The plaintiffs contend that there is not a rational relation between the restrictions on abortions and the Medical Assistance Program, which provides that medical care be provided to indigent persons when it is essential to the health and welfare of such persons. N.C.G.S. § 108A-55(a) (1994). The plaintiffs also say the restriction on abortions does not bear a rational relation to the basic goal of the Department of Human Resources, which is to “assist all citizens— as individuals, families, and communities — to achieve and maintain an adequate level of health, social and economic well-being, and dignity.” N.C.G.S. § 143B-137 (1993).

*252It is not necessary that State action be rationally related to all State objectives.
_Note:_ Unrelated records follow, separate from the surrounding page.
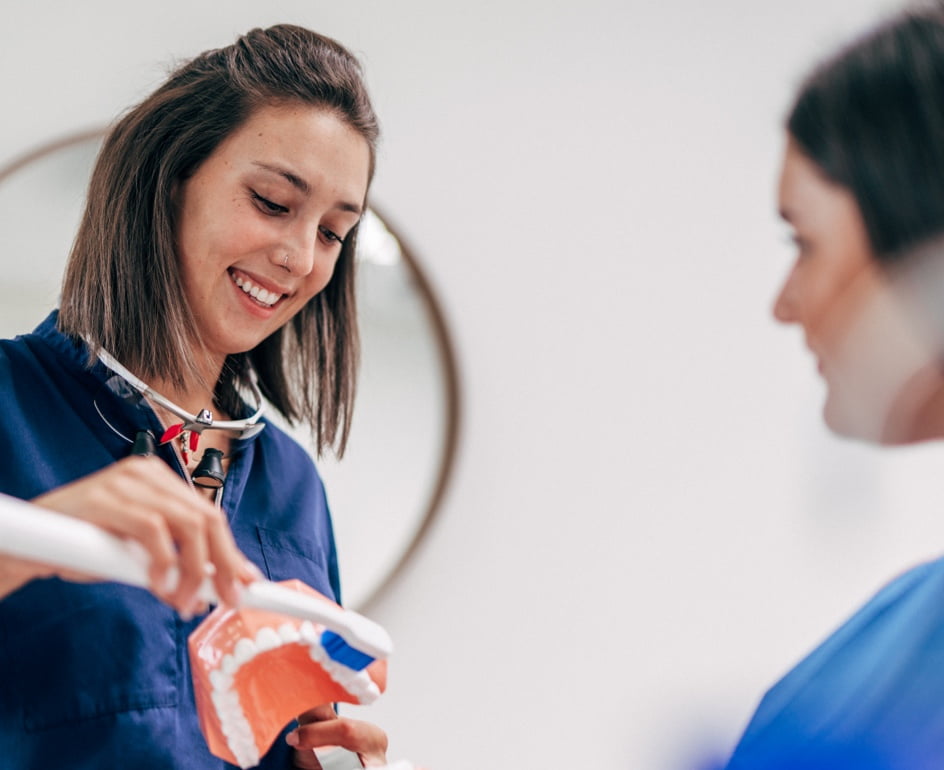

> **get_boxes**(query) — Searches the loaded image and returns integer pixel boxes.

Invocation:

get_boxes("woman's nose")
[773,270,797,324]
[277,225,318,276]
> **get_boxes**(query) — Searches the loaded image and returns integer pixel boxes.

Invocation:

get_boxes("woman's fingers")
[286,706,387,767]
[33,457,259,613]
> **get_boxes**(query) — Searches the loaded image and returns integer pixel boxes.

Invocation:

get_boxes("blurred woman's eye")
[252,190,288,214]
[787,233,810,256]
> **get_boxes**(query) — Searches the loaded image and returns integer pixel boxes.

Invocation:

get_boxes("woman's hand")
[0,457,259,613]
[286,705,387,770]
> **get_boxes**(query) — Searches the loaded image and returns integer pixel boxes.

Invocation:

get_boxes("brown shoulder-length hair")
[59,24,379,455]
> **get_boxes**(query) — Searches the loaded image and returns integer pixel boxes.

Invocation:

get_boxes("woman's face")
[774,139,940,443]
[176,104,370,366]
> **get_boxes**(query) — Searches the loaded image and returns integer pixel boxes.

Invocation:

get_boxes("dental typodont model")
[189,580,386,768]
[0,494,393,768]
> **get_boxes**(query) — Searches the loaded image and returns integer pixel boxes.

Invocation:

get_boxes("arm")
[0,457,258,613]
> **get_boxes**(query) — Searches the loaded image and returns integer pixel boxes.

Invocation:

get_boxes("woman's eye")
[318,227,344,244]
[252,192,288,214]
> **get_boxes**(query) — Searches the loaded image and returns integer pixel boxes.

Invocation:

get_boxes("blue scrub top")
[726,559,944,770]
[0,312,340,770]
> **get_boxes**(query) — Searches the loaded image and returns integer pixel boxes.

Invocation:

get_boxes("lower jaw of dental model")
[188,580,386,768]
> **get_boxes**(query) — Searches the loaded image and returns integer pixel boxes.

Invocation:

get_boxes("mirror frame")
[0,127,461,611]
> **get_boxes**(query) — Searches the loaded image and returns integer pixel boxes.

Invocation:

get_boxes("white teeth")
[233,636,258,666]
[210,620,380,768]
[220,654,239,676]
[232,275,282,307]
[278,623,301,644]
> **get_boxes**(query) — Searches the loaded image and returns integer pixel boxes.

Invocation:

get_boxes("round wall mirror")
[0,130,458,609]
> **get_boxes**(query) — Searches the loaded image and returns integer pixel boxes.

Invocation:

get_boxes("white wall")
[0,0,944,770]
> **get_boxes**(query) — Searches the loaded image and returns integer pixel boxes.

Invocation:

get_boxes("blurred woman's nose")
[773,270,797,324]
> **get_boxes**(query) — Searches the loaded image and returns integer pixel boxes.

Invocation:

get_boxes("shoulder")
[729,559,944,770]
[258,418,318,476]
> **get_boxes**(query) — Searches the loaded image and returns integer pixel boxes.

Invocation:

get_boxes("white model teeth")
[210,620,380,768]
[232,275,282,307]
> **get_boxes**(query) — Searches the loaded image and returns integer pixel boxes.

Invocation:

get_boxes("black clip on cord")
[131,430,157,457]
[131,430,226,504]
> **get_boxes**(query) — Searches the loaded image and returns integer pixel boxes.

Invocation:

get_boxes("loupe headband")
[98,348,265,439]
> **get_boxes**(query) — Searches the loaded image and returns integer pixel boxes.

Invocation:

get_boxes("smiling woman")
[171,106,370,368]
[0,26,394,768]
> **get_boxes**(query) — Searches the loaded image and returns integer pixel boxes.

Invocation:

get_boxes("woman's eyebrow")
[253,160,311,195]
[252,160,362,216]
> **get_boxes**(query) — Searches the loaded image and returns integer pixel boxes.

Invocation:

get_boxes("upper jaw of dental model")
[189,581,386,768]
[230,273,285,307]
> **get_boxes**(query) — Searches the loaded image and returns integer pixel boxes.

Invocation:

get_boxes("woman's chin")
[823,395,932,446]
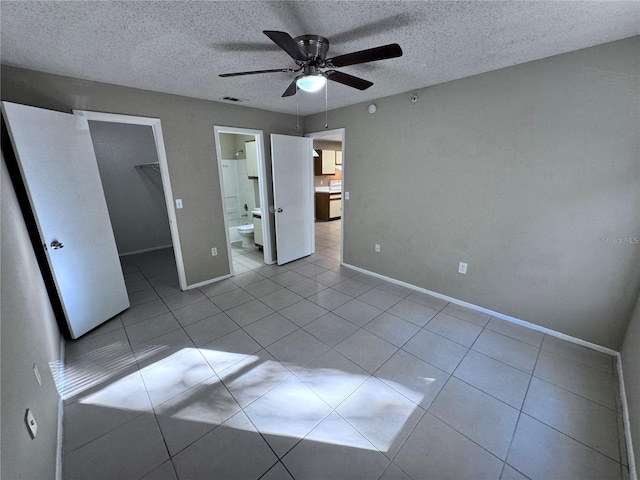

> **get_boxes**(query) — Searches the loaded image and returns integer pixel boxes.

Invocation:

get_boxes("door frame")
[213,125,275,275]
[73,109,187,291]
[304,128,345,265]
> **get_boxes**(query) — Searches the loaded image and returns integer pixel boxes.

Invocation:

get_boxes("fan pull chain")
[296,85,300,130]
[324,81,329,128]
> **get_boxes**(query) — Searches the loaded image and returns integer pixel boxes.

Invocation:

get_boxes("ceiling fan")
[220,30,402,97]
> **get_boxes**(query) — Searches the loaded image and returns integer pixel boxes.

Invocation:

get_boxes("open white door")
[271,134,315,265]
[2,102,129,338]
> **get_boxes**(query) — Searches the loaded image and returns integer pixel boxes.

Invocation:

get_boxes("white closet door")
[271,135,315,265]
[2,102,129,338]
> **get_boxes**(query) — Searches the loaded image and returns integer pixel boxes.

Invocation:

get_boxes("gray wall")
[620,297,640,476]
[305,37,640,350]
[1,65,304,285]
[89,121,171,254]
[0,155,60,480]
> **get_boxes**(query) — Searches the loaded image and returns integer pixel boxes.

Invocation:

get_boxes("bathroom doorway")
[305,128,345,265]
[214,126,274,275]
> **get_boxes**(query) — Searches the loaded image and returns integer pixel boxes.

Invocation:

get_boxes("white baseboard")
[55,336,65,480]
[617,353,638,480]
[342,263,638,470]
[342,263,618,357]
[118,244,173,257]
[187,273,231,290]
[342,263,638,470]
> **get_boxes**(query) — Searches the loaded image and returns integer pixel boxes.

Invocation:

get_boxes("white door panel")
[271,135,315,265]
[2,102,129,338]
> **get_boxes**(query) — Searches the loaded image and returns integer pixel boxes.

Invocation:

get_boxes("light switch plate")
[24,408,38,438]
[33,363,42,386]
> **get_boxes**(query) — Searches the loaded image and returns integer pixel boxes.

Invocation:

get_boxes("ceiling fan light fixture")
[296,74,327,93]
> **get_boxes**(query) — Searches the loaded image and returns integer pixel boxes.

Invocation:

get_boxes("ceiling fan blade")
[218,68,300,77]
[262,30,309,62]
[325,43,402,68]
[282,77,298,97]
[324,70,373,90]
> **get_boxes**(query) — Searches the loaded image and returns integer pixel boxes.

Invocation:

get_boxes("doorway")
[73,110,187,290]
[214,126,275,275]
[305,128,348,265]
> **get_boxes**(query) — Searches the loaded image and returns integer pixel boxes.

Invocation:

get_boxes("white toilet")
[238,223,254,248]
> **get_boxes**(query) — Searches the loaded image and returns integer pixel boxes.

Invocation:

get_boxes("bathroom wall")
[89,121,172,255]
[305,37,640,350]
[219,133,260,226]
[0,153,61,480]
[0,65,304,285]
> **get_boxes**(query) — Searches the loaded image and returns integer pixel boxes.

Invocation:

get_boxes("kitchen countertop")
[316,187,342,193]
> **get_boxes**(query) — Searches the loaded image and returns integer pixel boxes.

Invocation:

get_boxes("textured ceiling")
[0,0,640,115]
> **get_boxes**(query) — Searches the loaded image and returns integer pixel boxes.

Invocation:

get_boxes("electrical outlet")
[33,363,42,386]
[24,408,38,439]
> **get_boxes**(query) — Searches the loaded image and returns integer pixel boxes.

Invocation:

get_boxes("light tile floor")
[63,221,629,480]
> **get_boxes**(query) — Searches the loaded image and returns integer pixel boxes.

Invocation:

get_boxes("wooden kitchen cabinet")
[316,192,342,220]
[313,150,342,176]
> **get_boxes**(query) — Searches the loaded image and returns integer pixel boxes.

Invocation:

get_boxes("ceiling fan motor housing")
[294,35,329,67]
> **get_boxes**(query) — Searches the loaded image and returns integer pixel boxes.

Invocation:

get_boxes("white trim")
[342,263,618,357]
[54,335,65,480]
[341,262,638,472]
[73,110,187,290]
[187,274,233,290]
[213,125,275,270]
[616,353,638,480]
[304,128,346,264]
[120,244,173,257]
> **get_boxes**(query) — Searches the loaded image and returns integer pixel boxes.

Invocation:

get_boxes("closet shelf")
[136,162,160,173]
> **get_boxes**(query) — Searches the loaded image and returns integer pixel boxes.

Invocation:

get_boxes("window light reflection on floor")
[54,346,434,451]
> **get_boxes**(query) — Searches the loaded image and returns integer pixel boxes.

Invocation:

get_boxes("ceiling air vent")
[220,96,249,103]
It is enough that it is related to some legitimate State objective. That is the case here.

We have held here that the action of the General Assembly in placing severe restrictions on the funding of medically necessary abortions for indigent women is valid. It follows that this action does not violate Article I, Section 1; Article I, Section 19; or Article XI, Section 4 of the Constitution of North Carolina.

We have not relied on any federal court cases because the plaintiffs based their argument on the Constitution of North Carolina. The federal cases are consistent with this opinion. See Harris v. McRae, 448 U.S. 297, 65 L. Ed. 2d 784 (1980); Maher v. Roe, 432 U.S. 464, 53 L. Ed. 2d 484 (1977); Roe v. Wade, 410 U.S. 113, 35 L. Ed. 2d 147.

The judgment of the Superior Court is affirmed for the reasons stated in this opinion.

AFFIRMED.

Justice Parker

dissenting.

I respectfully dissent. In my view the determinative question in this case is not whether there is a fundamental right to have the State fund an abortion. Clearly, no such right exists. The determinative question is whether the State’s policy of refusing to fund medically necessary abortions for Medicaid eligible women while funding all other medically necessary treatments incident to the pregnancy of Medicaid eligible women impermissibly interferes with a pregnant woman’s right to choose abortion without unduly burdensome governmental interference. See Roe v. Wade, 410 U.S. 113, 35 L. Ed. 2d 147 (1973). Plaintiffs argue, and I agree, that the allegations of the complaint, if proved, would support a constitutional challenge under Article I, Section 19 of the North Carolina Constitution.

Accordingly, I would reverse the trial court’s order allowing defendants’ Rule 12(b)(6) motion and remand to the trial court.